Self-made billionaire and founder of Sprott, Inc. and Sprott Asset Management, Eric Sprott, gave a dire warning about the state of the system that makes clear the globe is hinged on little more than a little Dutch boy with his finger in the dyke.
Obviously, with a crack in the dam, the flood can’t be held back forever.
In an audio interview with King World News that can be heard here, Eric Sprott made clear that the central banks are the only ones holding up the illusion.
Case in point is the rise of negative interest rates, which Sprott called ‘preposterous.’ Offering negative returns to investors, the instruments are clearly unsustainable. Sprott told King World News:
“So who’s going to buy it? Who in their right mind would be buying bonds with a negative yield? It’s just so preposterous. And all of the sudden if the bond buyer is not there — we used to think it was so great that China would buy our bonds. They don’t buy our bonds (anymore). Russia used to buy our bonds — they (now) sell our bonds.
The only entities buying the bonds are the central banks. Well, you take the central bank out of it and there’s no bid. That’s why I use the phrase, ‘I hope we are not right one day,’ that all of the sudden it (the entire global financial system) just collapses. They (central banks) may just look in the cupboard and say, ‘It’s over. We’ve tried our best and it’s not working. We’ve got to stop buying these bonds because our (central bank) balance sheets are getting so torqued out.’

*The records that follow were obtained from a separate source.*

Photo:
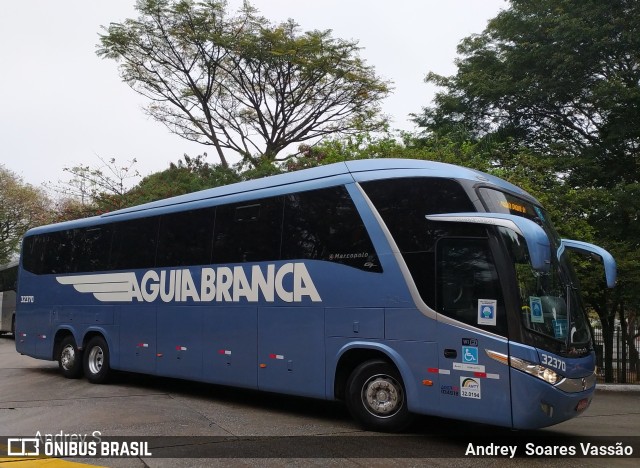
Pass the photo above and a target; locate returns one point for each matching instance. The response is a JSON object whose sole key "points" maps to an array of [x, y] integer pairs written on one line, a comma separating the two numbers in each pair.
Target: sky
{"points": [[62, 106]]}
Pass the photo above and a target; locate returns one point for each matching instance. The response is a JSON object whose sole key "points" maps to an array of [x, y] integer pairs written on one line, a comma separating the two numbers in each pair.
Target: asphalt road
{"points": [[189, 421]]}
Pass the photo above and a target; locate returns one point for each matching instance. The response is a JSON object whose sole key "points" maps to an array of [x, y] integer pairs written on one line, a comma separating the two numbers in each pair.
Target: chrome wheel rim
{"points": [[95, 360], [68, 357], [382, 396]]}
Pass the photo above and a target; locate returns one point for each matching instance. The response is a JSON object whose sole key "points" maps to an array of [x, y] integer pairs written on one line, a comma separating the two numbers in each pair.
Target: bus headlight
{"points": [[536, 370], [543, 373]]}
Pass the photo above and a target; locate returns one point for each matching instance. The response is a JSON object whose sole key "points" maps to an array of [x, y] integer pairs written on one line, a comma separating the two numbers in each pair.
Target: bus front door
{"points": [[471, 321]]}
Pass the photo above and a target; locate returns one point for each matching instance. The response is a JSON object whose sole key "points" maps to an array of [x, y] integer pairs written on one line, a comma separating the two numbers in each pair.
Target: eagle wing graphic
{"points": [[108, 287]]}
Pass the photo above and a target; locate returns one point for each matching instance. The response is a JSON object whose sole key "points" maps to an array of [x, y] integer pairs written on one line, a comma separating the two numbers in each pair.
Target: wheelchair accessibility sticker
{"points": [[469, 355], [487, 311]]}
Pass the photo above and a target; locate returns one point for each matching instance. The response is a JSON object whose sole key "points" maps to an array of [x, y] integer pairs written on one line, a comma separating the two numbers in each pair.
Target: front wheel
{"points": [[376, 397], [70, 358], [96, 360]]}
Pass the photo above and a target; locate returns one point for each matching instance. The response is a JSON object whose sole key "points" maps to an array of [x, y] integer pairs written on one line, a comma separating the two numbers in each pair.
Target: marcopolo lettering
{"points": [[290, 282]]}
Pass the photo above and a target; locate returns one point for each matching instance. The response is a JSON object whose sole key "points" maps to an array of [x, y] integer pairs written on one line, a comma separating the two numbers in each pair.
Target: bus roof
{"points": [[306, 179]]}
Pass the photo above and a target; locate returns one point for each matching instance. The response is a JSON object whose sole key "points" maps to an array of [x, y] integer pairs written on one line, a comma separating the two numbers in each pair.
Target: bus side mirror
{"points": [[610, 269], [538, 243]]}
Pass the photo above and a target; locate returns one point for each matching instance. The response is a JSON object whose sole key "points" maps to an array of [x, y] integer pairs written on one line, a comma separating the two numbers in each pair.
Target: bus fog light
{"points": [[582, 405], [546, 409], [549, 376]]}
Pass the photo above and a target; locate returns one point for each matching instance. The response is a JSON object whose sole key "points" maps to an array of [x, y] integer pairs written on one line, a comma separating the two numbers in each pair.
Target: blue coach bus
{"points": [[397, 286]]}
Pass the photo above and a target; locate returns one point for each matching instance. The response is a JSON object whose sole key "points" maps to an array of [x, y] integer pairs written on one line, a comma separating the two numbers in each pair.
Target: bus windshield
{"points": [[552, 315]]}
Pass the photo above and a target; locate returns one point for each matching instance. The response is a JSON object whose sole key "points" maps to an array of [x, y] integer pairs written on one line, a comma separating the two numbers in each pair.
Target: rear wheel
{"points": [[70, 358], [96, 360], [376, 398]]}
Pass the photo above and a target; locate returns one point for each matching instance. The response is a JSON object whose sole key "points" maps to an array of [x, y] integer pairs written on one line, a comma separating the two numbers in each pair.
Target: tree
{"points": [[560, 79], [240, 83], [22, 207], [95, 190], [187, 176]]}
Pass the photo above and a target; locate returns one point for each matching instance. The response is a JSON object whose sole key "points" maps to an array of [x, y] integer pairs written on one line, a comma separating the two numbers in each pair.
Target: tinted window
{"points": [[403, 204], [33, 249], [186, 238], [248, 232], [134, 244], [468, 288], [92, 248], [325, 225]]}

Quite simply, it is a game of musical chairs being played by the Federal Reserve and other central banks.
Not only is the market manipulated and ‘rigged,’ but it is a complete illusion.
And the music could stop at anytime:
“The greatest danger is that we are supporting a levered banking system and everything they own is paper (financial instruments). If all the sudden things get bad, everyone takes their money out of the bank. It’s the central banks who are fighting to keep the banking system alive, so of course they are going to give them a clean bill of health (on the bank stress tests). Heta went broke in Austria. It had a AAA rating, so it was well-rated in the latest stress tests. Three months later it’s broke. That’s what happens to levered financial institutions.
KWN’s Eric King said that it posed the “greatest danger in history” to the entire financial world. “People couldn’t imagine it would get worse than 2001 – 2003, and yet we had 2007 – 2009. This one that’s in front of us, I’m assuming it’s going to be the mother of all collapses,” King said.
The world is already stretched thin with numerous other crises.
If and when it happens, you can be sure that it won’t be pretty.